Role of Carboxyl and Amine Termination on a Boron-Doped Diamond Solution Gate Field Effect Transistor (SGFET) for pH Sensing

Sensors (Basel). 2018 Jul 6;18(7):2178. doi: 10.3390/s18072178.

Abstract

In this paper, we report on the effect of carboxyl- and amine terminations on a boron-doped diamond surface (BDD) in relation to pH sensitivity. Carboxyl termination was achieved by anodization oxidation in Carmody buffer solution (pH 7). The carboxyl-terminated diamond surface was exposed to nitrogen radicals to generate an amine-terminated surface. The pH sensitivity of the carboxyl- and amine-terminated surfaces was measured from pH 2 to pH 12. The pH sensitivities of the carboxyl-terminated surface at low and high pH are 45 and 3 mV/pH, respectively.
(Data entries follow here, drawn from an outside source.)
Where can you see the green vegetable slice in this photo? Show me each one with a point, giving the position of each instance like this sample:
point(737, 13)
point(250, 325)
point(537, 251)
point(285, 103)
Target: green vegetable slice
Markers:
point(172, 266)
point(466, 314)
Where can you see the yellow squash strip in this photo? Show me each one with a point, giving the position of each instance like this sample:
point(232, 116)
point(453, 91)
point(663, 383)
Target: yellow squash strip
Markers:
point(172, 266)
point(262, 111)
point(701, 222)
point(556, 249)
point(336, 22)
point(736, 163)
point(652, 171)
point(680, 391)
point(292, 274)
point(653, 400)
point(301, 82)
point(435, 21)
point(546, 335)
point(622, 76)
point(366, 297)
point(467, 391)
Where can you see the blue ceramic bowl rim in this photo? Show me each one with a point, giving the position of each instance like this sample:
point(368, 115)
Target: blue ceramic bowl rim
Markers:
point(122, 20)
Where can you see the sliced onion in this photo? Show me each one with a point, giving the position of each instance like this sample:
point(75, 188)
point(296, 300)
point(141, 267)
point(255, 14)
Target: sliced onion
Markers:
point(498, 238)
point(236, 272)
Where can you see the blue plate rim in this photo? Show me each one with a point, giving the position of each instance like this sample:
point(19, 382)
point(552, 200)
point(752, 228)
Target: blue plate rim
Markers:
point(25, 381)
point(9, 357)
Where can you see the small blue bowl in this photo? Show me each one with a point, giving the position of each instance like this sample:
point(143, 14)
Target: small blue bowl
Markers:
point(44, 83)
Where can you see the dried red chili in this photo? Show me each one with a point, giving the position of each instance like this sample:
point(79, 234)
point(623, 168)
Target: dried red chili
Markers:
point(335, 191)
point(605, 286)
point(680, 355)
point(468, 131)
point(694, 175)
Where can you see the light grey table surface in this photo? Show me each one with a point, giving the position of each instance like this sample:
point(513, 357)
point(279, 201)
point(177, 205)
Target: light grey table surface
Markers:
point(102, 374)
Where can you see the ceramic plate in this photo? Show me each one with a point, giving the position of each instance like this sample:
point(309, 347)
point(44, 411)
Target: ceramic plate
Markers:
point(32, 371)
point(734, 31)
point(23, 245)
The pH sensitivity after amine termination is significantly higher—the pH sensitivities at low and high pH are 65 and 24 mV/pH, respectively. We find that the negatively-charged surface properties of the carboxyl-terminated surface due to ionization of ⁻COOH causes very low pH detection in the high pH region (pH 7⁻12). In the case of the amine-terminated surface, the surface properties are interchangeable in both acidic and basic solutions; therefore, we observed pH detection at both low and high pH regions. The results presented here may provide molecular-level understanding of surface properties with charged ions in pH solutions. The understanding of these surface terminations on BDD substrate may be useful to design diamond-based biosensors.

Keywords: amine termination; boron-doped diamond; carboxyl termination; electrolyte-solution-gate field-effect-transistor; pH sensitivity; polycrystalline diamond.